I find the invocation of the ever elusive “Web 3.0″ amusing. This is Web 2.0 raw and straight up! This is the direction it’s been heading all along, and after a year or two of seemingly stagnant movements towards true openness, things are finally beginning to move fully past Web 2.0 as theory! “Web 3.0″ won’t even be a useful term to think about until well after this plays out and has had it’s impact on the daily lives of nontechnical users for awhile.
In the meantime, when is TechCrunch going to implement OpenID?
I second that - when will TechCrunch implement OpenID? I have over 50 individual logins for sites where logins simply give me posting rights. If I had one for all that would sure make me more inclined to participate (similarly for start ups “Register today!” - ugh, yet ANOTHER username/password). It would be OK if you had a free choice of username and password formats, but you don’t. Woffa don’t want to have no “one uppercase letter and one number” waffa?

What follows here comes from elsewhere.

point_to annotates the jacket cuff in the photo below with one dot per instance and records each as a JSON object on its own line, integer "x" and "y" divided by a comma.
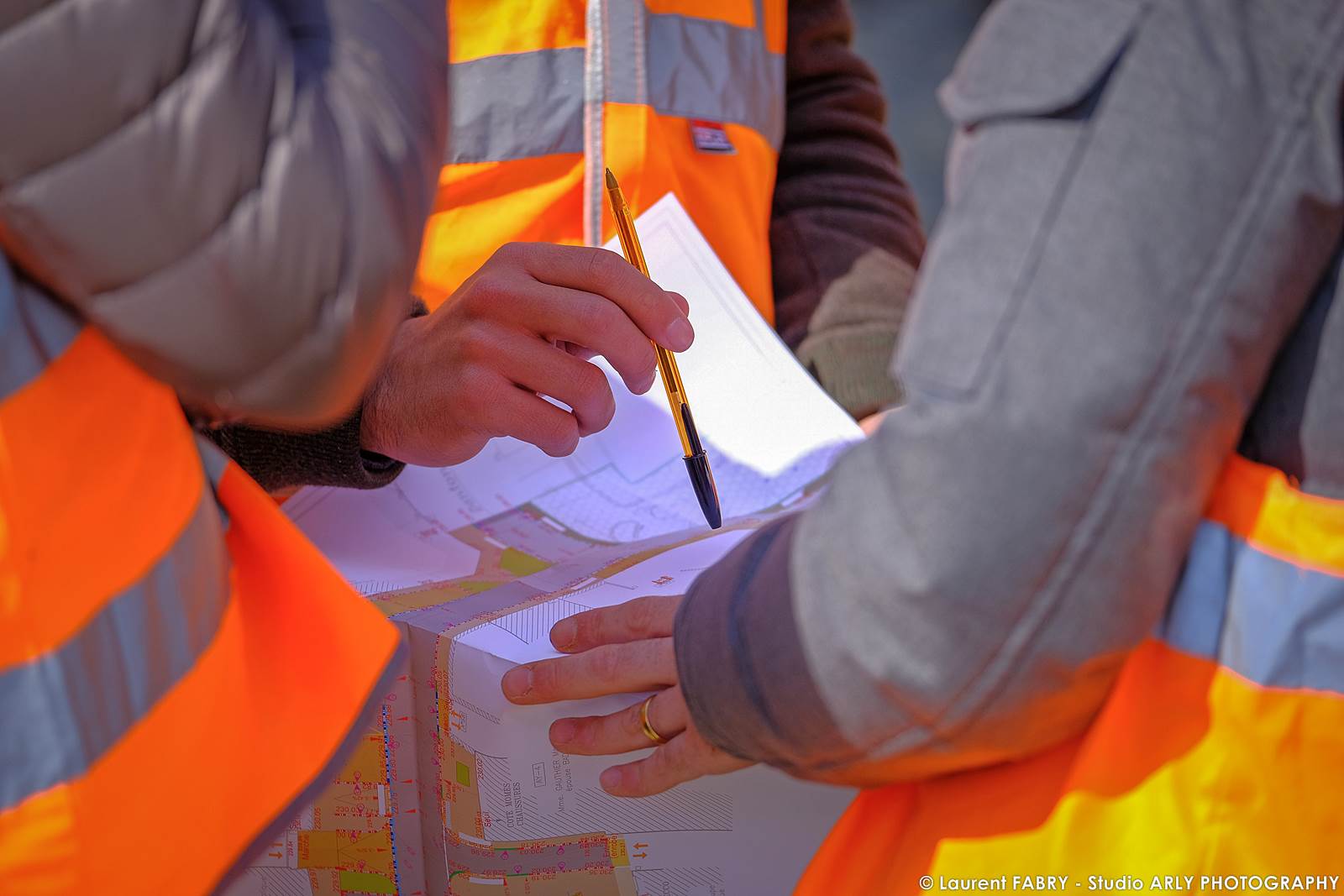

Intense Debate anyone? Michael?
One thing that needs to be brought up is that Digg said they’d implement OpenID almost a year ago and have released nothing yet.
Sure people can stick with Web2.0 moniker for ever..
And, Web 3.0, Web 4.0, etc, don’t need to officially exist,
inasmuch as there was no official existence of Web 1.0…
until people need to play with marketing ideas… eg.,
http://www.project10x.com/about.html
Right, it is convenient to have one login instead 50. But as someone mentioned - everyone involved in tracking and targeted advertising definitely will rub his hands. And what about security? If someone steal my id I would be lost.
Having such ID is the same like having one plastic ID card - including your pass, driving license, all credit cards, home/car keys, finger prints, etc. How many from you agree to switch to such card? Can you imagine what will happen if you lose this card? Actually your personality for all people except family/friends will be lost. It is scaring.
I am not against new technologies, just for their proper and meaningful usage.
@Otis: right on. Verisign has been improving the experience for OpenID users all around the globe. Their Seatbelt extension is invaluable. As a user, I absolutely _need_ it.
Great to see increasing adoption of OpenID. As a user, a developer and internet enthusiast, all of this is very very exciting.
Expecting the same from MySpace, Facebook, Amazon, eBay, TechCrunch…
Clearly I’m reading this very late, but no-one else said, so
@14/Dirk: You can already use any URL you control as your OpenID - it’s very deliberately designed that way.
You just set the openid.server and openid.delegate headers in the page at that URL to point at your OpenID provider. You can change OpenID provider any time without changing your OpenID URL.
So it’s as easy to have a permanent OpenID as it is to have a permanent e-mail address - just keep a domain registered, connect it with your current provider, switch providers any time (or run your own if you *really* want.)